The thought made her nauseous, so she listlessly climbed into the bathtub.

“I’m going home now,” Tess said, popping her head in sometime later. “I’ve ordered you a light supper in your room.”

“Thank you,” Josie said.

“I’ll be over first thing in the morning,” Tess said, blew her a kiss and was gone.

But Josie didn’t want to eat in her room. When she climbed out of the bath, she put on Mayne’s robe, the sleek silk one he lent her after she threw away her corset, that very first night when he rescued her at the ball. Then she spoke briefly to Ribble and climbed the stairs to Cecily’s turret.

There it was, as shadowy and sweet and magical as it had been the first night Mayne brought her there. The unicorn danced along his vine, and the little boy who looked like Mayne swung by one hand.

Josie crumpled into the big chair from which she’d watched Mayne prance around in her dress, but she didn’t cry. She knew, with a bone-deep certainty, that she was right. He didn’t love Sylvie, for all he thought he did. Up here, in the turret room, she even dared to whisper the truth of it.

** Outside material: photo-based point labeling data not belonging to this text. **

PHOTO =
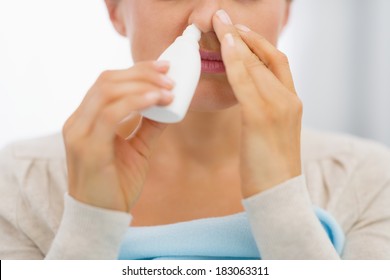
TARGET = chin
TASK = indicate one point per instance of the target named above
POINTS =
(214, 93)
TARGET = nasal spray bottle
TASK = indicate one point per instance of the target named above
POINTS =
(185, 69)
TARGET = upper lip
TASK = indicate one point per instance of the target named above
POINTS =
(210, 55)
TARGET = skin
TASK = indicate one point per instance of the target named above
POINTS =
(241, 136)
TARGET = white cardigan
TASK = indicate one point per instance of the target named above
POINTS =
(346, 176)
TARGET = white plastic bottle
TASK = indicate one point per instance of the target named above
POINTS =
(185, 69)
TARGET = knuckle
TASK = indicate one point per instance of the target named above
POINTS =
(107, 117)
(281, 58)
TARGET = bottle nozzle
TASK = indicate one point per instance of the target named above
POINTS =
(193, 32)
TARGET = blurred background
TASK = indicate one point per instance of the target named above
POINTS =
(52, 51)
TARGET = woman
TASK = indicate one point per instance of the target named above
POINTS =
(229, 181)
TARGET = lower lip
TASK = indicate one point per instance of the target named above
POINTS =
(213, 66)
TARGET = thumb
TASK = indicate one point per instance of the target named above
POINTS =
(147, 135)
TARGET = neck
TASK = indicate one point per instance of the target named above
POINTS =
(205, 139)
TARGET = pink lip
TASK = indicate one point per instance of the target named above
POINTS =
(212, 62)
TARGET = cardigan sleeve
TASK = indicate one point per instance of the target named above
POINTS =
(284, 223)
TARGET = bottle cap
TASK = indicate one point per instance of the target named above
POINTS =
(193, 32)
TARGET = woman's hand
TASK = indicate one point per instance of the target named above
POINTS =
(105, 169)
(270, 109)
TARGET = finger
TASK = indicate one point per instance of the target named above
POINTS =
(129, 125)
(263, 78)
(274, 59)
(107, 120)
(237, 73)
(139, 71)
(146, 136)
(112, 93)
(233, 50)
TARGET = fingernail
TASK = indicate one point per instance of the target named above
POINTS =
(242, 27)
(167, 93)
(167, 81)
(152, 96)
(229, 39)
(161, 64)
(224, 17)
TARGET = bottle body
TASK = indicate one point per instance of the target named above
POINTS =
(185, 69)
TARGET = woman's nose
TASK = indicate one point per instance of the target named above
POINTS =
(203, 12)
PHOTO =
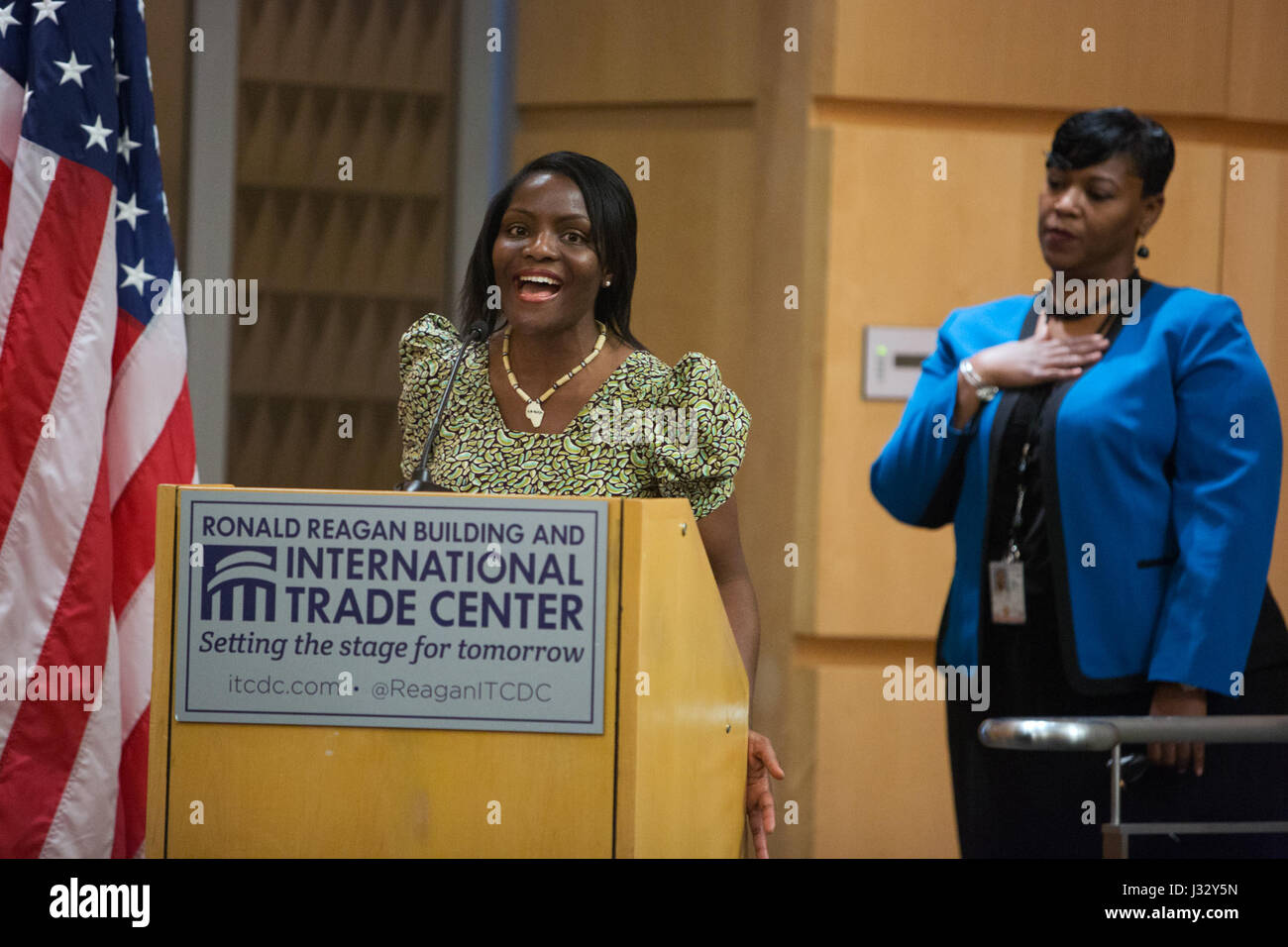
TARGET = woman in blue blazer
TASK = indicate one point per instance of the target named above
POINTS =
(1108, 451)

“He loves me,” she whispered. Who was she telling? His Aunt Cecily’s spirit, perhaps. “He does. He loves me.”

Ribble came up with a glass of wine and some supper. Josie had brought only one thing to the room with her: the Earl of Hellgate’s Memoirs. She sat there in the guttering light from the lamps, rereading the long passionate adventures of a man she loved more than life itself. The wine was deep red, and felt as magical as the walls. Reading the book made it almost as if she had been all those women Mayne loved…

And yet, did he love them?

He said that he never laughed in bed with them. The stories seemed thin and anxious now, full of desire but also tedium. She paused at the story of Hippolyta and how she bound Hellgate to the wall of the garden house. Mayne said he threw down the book when he reached that chapter, said that he had never engaged in such an activity.